WW;SW : Well Written, Subtly Wrong !

ai asf chatgpt favorite sling

Generative AI is great - but we shouldn't believe everything it tells us.

I just asked ChatGPT who were the initial committers of the Apache Sling project (I was there), and here’s the answer that I got:

The initial committers of the Apache Sling project were listed in the project's first announcement on the Apache Sling website in September 2009. The initial committers listed were:

  • Bertrand Delacretaz
  • Felix Meschberger
  • Carsten Ziegeler
  • Marcel Offermans
  • David Nuescheler
  • Brian Moseley

These individuals were instrumental in creating the initial codebase for Apache Sling and laying the groundwork for the project's growth and success.

That's a well written answer indeed, with some correct facts, but the last three people listed were not initial committers of that project - actually not even committers at any time, in the ASF sense of the term. See the details below, if you care.

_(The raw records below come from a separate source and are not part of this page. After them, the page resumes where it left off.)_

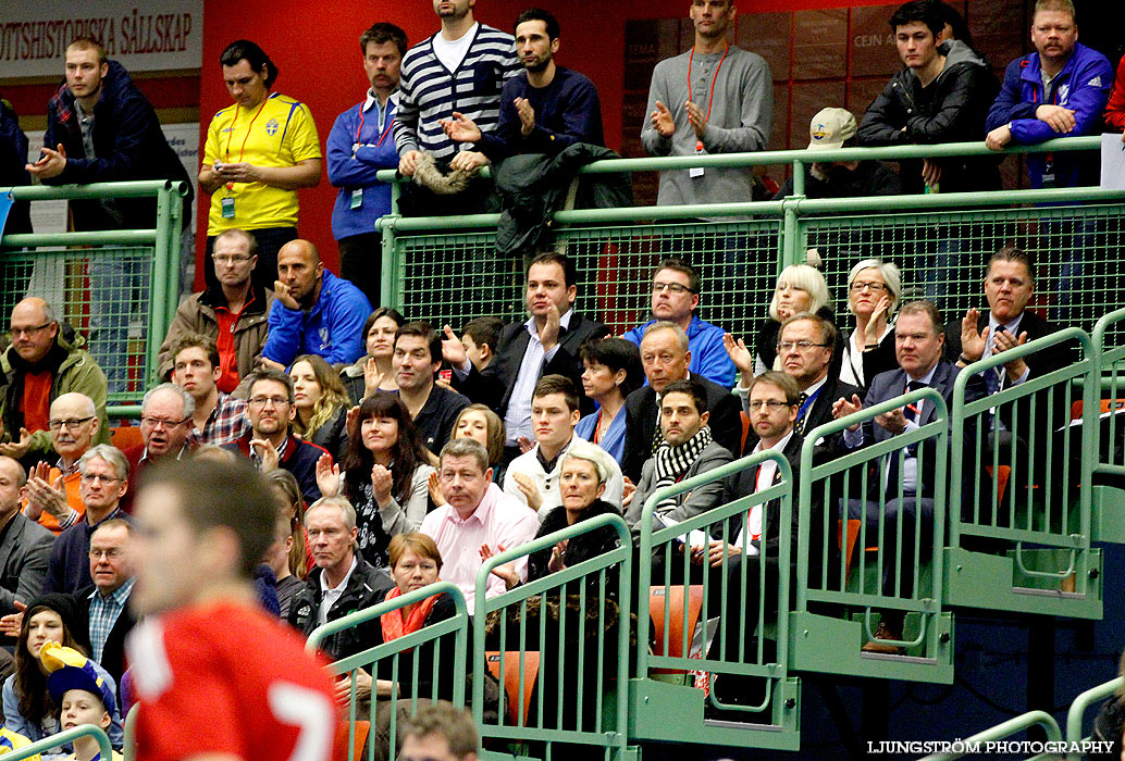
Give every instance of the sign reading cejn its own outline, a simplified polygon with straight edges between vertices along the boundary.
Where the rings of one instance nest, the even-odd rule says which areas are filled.
[[[0,80],[62,76],[66,46],[101,43],[129,71],[199,69],[202,0],[3,0]]]

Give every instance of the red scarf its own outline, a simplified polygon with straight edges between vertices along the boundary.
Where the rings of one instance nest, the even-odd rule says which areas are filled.
[[[389,592],[387,592],[386,599],[393,600],[403,594],[398,587],[395,587]],[[392,640],[397,640],[398,637],[411,634],[412,632],[417,632],[425,625],[425,619],[433,609],[433,604],[438,600],[436,595],[431,595],[421,603],[414,606],[414,610],[411,611],[410,617],[403,620],[403,609],[396,608],[389,613],[385,613],[379,617],[379,626],[382,627],[382,641],[390,642]]]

That's just one example, but I hope you are not surprised by the subtle factual errors in such a well-written answer, coming from such a tool. If you are surprised, let’s hear what Sam Altman, OpenAI’s CEO said on Twitter in December 2022:

ChatGPT is incredibly limited, but good enough at some things to create a misleading impression of greatness. it’s a mistake to be relying on it for anything important right now. it’s a preview of progress; we have lots of work to do on robustness and truthfulness.

Having such automated tools to help us write better prose is fantastic, and ChatGPT & friends have progressed tremendously recently, but we shouldn’t fall into the trap on relying on them for facts.

They are likely to give you Well Written, but Subtly Wrong answers, that you’ll have to check and correct yourself.

I think this deserves a new acronym – remember, you saw it here first!

WW;SW
A text that is Well Written, but Subtly Wrong, as Generative AI tools are likely to produce in early 2023.

Here are the factual errors in the above answer. The truth can be found in the Sling incubation and graduation proposals, which both list a set of initial committers, one for incubation and one for the top-level Apache Sling project. Including people from either list could be considered correct.

  • Although Marcel Offermans is active in other ASF projects and I know him personally, he’s never been a Sling committer. He might have been loosely involved through his extensive OSGI-related activities, so seeing his name here is not completely surprising. But not a committer and not included in the above lists.
  • David Nuescheler can definitely be linked to Sling, but was not an initial committer.
  • I don't remember seeing the name Brian Moseley in the Sling community and haven't found a mention of this name in the Sling mailing lists archive. Seeing it in this list is a complete surprise.